= DeFries–Fulker regression =

Method of multiple regression analysis used in behavioural genetics

In behavioural genetics, DeFries–Fulker (DF) regression, also sometimes called DeFries–Fulker extremes analysis, is a type of multiple regression analysis designed for estimating the magnitude of genetic and environmental effects in twin studies. It is named after John C. DeFries and David Fulker, who first proposed it in 1985. It was originally developed to assess heritability of reading disability in twin studies, but it has since been used to assess the heritability of other cognitive traits, and has also been applied to non-twin methodologies.

==Approach==
DeFries–Fulker regression analysis is based on the differences in the magnitude of regression to the mean in a genetic trait between monozygotic (MZ) and dizygotic (DZ) twins. In DF regression, the first step is to select probands in a twin study with extreme scores on the trait being studied, and to regression to the mean among their co-twins depending on whether the probands are part of a MZ or DZ twin pair. DF regression is thus based on the assumption that, to the extent that genetic factors play a role in causing the extreme variation in the studied trait, the magnitude of regression to the mean should be greater in DZ co-twins of probands than in their MZ counterparts.

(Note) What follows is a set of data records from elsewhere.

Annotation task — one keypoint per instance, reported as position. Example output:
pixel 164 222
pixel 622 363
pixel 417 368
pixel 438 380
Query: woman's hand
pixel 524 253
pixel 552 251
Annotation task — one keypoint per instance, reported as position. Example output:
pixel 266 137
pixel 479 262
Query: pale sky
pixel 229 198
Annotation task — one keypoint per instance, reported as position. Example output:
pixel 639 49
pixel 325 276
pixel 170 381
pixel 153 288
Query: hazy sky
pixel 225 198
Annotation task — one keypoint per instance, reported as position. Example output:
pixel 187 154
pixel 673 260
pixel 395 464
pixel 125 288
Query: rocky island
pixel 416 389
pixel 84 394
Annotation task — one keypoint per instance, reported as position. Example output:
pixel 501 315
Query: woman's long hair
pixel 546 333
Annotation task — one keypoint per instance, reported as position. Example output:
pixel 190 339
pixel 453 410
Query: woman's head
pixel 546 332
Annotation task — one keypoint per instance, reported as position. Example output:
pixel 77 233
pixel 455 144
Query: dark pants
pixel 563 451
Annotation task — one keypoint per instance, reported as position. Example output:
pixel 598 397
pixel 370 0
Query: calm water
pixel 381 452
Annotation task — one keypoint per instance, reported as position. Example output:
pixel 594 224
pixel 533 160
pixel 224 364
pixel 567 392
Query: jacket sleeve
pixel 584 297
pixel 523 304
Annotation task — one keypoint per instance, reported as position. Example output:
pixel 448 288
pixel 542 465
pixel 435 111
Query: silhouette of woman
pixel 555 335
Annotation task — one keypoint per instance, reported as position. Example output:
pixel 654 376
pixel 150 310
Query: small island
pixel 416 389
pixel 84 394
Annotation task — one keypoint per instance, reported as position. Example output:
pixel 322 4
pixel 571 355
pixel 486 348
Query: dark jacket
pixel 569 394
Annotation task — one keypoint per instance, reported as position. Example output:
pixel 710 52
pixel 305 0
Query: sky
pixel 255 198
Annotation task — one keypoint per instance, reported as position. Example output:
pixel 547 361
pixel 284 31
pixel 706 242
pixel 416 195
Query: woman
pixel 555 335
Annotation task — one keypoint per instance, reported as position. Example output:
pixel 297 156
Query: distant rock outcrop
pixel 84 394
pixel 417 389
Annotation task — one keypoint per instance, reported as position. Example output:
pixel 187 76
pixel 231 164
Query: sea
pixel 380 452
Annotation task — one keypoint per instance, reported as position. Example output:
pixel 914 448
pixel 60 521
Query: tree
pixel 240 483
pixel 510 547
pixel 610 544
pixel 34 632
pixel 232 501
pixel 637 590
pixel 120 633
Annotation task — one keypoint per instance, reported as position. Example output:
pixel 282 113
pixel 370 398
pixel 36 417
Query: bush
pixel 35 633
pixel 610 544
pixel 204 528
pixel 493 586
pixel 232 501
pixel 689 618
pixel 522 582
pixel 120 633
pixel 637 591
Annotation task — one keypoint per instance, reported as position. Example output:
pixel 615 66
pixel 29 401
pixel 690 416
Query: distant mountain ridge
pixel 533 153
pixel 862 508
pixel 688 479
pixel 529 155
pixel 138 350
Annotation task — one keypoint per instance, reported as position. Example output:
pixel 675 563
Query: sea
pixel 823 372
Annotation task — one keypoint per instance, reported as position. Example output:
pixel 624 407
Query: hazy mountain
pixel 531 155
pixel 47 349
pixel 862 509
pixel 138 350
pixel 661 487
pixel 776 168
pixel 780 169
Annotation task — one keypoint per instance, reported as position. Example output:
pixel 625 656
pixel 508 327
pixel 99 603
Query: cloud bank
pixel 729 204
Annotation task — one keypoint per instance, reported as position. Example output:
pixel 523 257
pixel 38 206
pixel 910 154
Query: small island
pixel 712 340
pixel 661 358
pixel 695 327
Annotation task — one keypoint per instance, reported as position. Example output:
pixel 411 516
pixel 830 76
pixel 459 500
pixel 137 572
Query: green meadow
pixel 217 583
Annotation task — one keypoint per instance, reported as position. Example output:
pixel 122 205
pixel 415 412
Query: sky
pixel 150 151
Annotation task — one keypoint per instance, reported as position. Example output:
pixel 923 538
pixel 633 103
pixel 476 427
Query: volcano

This should result in MZ co-twins being more similar to their probands on the trait under study than DZ twins are to theirs.

===Modifications===
Since the DF regression approach was first proposed in 1985, other researchers have proposed modified versions of the DF model that take additional factors into account, including observed covariates and opposite-sex DZ twins.

==Regression analysis==
The probands are chosen with scores that fall below a "cutoff" for what is considered "extreme", and regression is then used to predict the co-twin scores based on those of the probands and a term reflecting whether the twin pair is MZ (1.0) or DZ (0.5). The formula used for DF regression is:

C = B_{1}P + B_{2}R + K

where C = expected co-twin score, P = proband score, R = coefficient of relationship (0.5 for DZ twins, 1.0 for MZ twins), and K = regression constant. B_{1} represents a measure of co-twin relatedness separate from that of zygosity, while B_{2} can be converted into an estimate of the heritability of extreme scores on the trait. By comparing MZ and DZ co-twins in this manner, an estimate of "group heritability" is generated.